Lloyds Banking Group has announced nearly 4,000 job cuts in the 18 months since the Government sold off its stake in the lender to take it fully private.
The bank’s efficiency and modernisation drive has continued apace since it was taken off the public books in May 2017, with Lloyds saying a business overhaul and reduction of its branch network is essential to ensure it stays relevant amid a digital shift.
It has also meant the announced loss off around 3,899 job on a gross basis, according to numbers compiled by the Press Association.
The figure includes jobs lost to bank branch closures and decisions by Lloyds to outsource workers.
The lender is also set to create a raft of new positions, but not all staff will have the skills required to fill jobs – some of which require digital engineering and design experience.
When balancing out for jobs created, Lloyds has flagged plans to slash 819 positions in the year and half since it was taken fully private in May 2017.
The privatisation came nine years after the Government spent £20.3 billion of taxpayers’ cash to bail it out at the height of the financial crisis.
At its peak, Lloyds was 43% owned by the state.
Just a month after leaving public hands, Lloyds announced it was getting rid of 252 jobs at its Dundee call centre amid a plans for a new site, about 23 miles away in Fife where it planned to base just 230 staff.
In September 2017, Lloyds said it would outsource 1,000 jobs to Diligenta, affecting staff in Edinburgh and Bristol.
By November 2017, the lender announced it was cutting 99 jobs as it was shuttering 49 branches under its Halifax, Bank of Scotland and Lloyds brands.
A shake-up across five of its divisions meant slashing another 465 jobs, with the lion’s share impacting upon commercial banking, the chief information office, risk, community banking, insurance and wealth.
However, 465 jobs were set to be created throughout the business, the company said in February this year.
The biggest blow in the past year came in April when the bank announced the loss of 1,230 jobs under plans to close another 49 branches.
It said 925 new roles were also being made available elsewhere in the business, leaving just 305 jobs lost on a net basis.
A further 405 job losses were flagged in June, but Lloyds stressed its staff base would ultimately only be shrunk by 255 roles as 195 would also be added.
Most recently, another 23 jobs were cut amid 15 bank branch closures in September. A separate cull of 380 jobs was matched with 435 new roles, resulting in a net increase of 55 positions.
Ged Nichols, general secretary for union Accord, said: “We regret any reduction in jobs and opportunities.
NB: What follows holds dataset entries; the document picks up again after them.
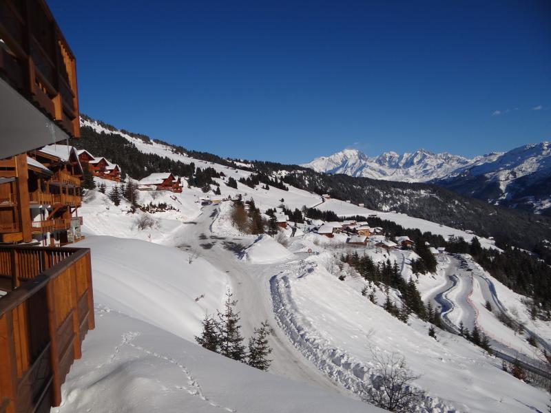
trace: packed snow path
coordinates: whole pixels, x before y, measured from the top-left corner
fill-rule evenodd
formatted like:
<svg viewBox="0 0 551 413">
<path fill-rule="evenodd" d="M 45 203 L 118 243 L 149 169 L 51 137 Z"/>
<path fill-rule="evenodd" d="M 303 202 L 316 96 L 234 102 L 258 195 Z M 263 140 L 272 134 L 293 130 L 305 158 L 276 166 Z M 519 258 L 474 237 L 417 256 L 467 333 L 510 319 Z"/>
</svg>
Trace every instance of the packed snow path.
<svg viewBox="0 0 551 413">
<path fill-rule="evenodd" d="M 199 255 L 229 276 L 233 297 L 240 311 L 242 332 L 245 337 L 253 333 L 264 320 L 273 329 L 270 345 L 273 360 L 269 371 L 273 374 L 317 385 L 341 394 L 351 394 L 333 383 L 307 360 L 289 341 L 274 319 L 269 290 L 269 279 L 277 274 L 278 266 L 247 263 L 238 259 L 242 248 L 250 244 L 251 238 L 226 237 L 213 234 L 211 225 L 216 219 L 218 208 L 206 206 L 193 222 L 178 235 L 180 249 L 191 257 Z"/>
</svg>

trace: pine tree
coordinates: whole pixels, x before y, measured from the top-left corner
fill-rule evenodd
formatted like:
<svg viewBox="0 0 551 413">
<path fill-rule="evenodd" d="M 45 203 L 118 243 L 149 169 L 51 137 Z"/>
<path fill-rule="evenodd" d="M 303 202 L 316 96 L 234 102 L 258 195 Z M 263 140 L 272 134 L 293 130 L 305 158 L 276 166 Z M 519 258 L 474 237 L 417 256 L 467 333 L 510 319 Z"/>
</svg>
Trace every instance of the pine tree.
<svg viewBox="0 0 551 413">
<path fill-rule="evenodd" d="M 133 206 L 138 205 L 138 199 L 140 197 L 138 191 L 138 186 L 129 178 L 123 192 L 123 196 L 124 196 L 126 200 L 130 202 Z"/>
<path fill-rule="evenodd" d="M 121 204 L 121 192 L 118 190 L 118 186 L 115 185 L 109 193 L 109 199 L 113 202 L 116 206 L 118 206 Z"/>
<path fill-rule="evenodd" d="M 435 339 L 436 339 L 436 330 L 435 330 L 435 328 L 433 326 L 430 326 L 428 328 L 428 335 L 430 335 L 431 337 L 434 337 Z"/>
<path fill-rule="evenodd" d="M 272 330 L 268 321 L 263 321 L 259 328 L 254 329 L 253 337 L 249 339 L 249 354 L 247 363 L 262 370 L 267 370 L 271 363 L 268 356 L 272 349 L 268 344 L 268 336 Z"/>
<path fill-rule="evenodd" d="M 233 299 L 233 295 L 228 290 L 226 293 L 226 301 L 224 303 L 224 313 L 218 311 L 217 335 L 220 339 L 220 354 L 233 359 L 243 361 L 245 358 L 245 347 L 243 337 L 240 330 L 239 313 L 236 311 L 237 301 Z"/>
<path fill-rule="evenodd" d="M 202 324 L 201 335 L 195 336 L 195 341 L 207 350 L 218 352 L 220 337 L 218 335 L 218 329 L 216 321 L 211 317 L 209 317 L 208 314 L 205 314 Z"/>
<path fill-rule="evenodd" d="M 94 182 L 94 176 L 88 168 L 83 168 L 82 175 L 82 187 L 84 189 L 94 189 L 96 182 Z"/>
<path fill-rule="evenodd" d="M 470 341 L 472 341 L 474 344 L 480 346 L 480 332 L 476 324 L 475 324 L 475 326 L 472 328 L 472 332 L 470 335 Z"/>
</svg>

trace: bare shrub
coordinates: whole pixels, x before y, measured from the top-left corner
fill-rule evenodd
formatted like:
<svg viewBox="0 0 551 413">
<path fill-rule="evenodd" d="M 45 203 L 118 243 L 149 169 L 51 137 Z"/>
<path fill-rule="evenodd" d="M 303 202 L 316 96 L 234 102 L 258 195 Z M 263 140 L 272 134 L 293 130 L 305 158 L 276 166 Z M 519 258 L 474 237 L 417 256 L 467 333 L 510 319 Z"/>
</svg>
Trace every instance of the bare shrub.
<svg viewBox="0 0 551 413">
<path fill-rule="evenodd" d="M 283 233 L 282 231 L 278 231 L 278 234 L 276 235 L 276 241 L 286 248 L 289 246 L 289 240 L 287 240 L 287 236 Z"/>
<path fill-rule="evenodd" d="M 134 219 L 132 227 L 136 227 L 141 231 L 153 228 L 155 225 L 155 220 L 147 213 L 141 213 Z"/>
<path fill-rule="evenodd" d="M 397 353 L 373 353 L 373 361 L 375 368 L 371 385 L 364 387 L 362 400 L 397 413 L 417 411 L 424 392 L 412 387 L 411 382 L 421 376 L 414 374 L 407 368 L 405 359 Z"/>
</svg>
We work hard with Lloyds Banking Group and Unite to mitigate the impact of organisational changes on our members livelihoods as much as possible.”
He said the wider industry was having to adapt to “rapidly changing” technology that is changing consumer behaviour and creating costly security challenges.
“Accord and Unite have dealt with job reductions right through since 2008 in as fair a way as possible. Only a tiny minority of redundancies have been compulsory and we regret each one of them.”
The near-4,000 gross job losses in the 18 months following Lloyds’ privatisation compares to 7,335 total job losses and 5,626 net positions lost in the year and a half prior to the Government’s stake sell-off.
A Lloyds Banking Group spokeswoman said: “The group is making its largest ever investment in our colleagues to re-skill them so that it is able to meet customers’ changing needs.
“As we have demonstrated in the past, we will always look to redeploy people wherever possible to retain experience and knowledge within the group.
“And where we have needed to make changes, over 90% of role reductions have been achieved through a combination of redeployment, natural attrition and voluntary redundancy.
“The group’s aggregate employee numbers are reported on a regular basis.”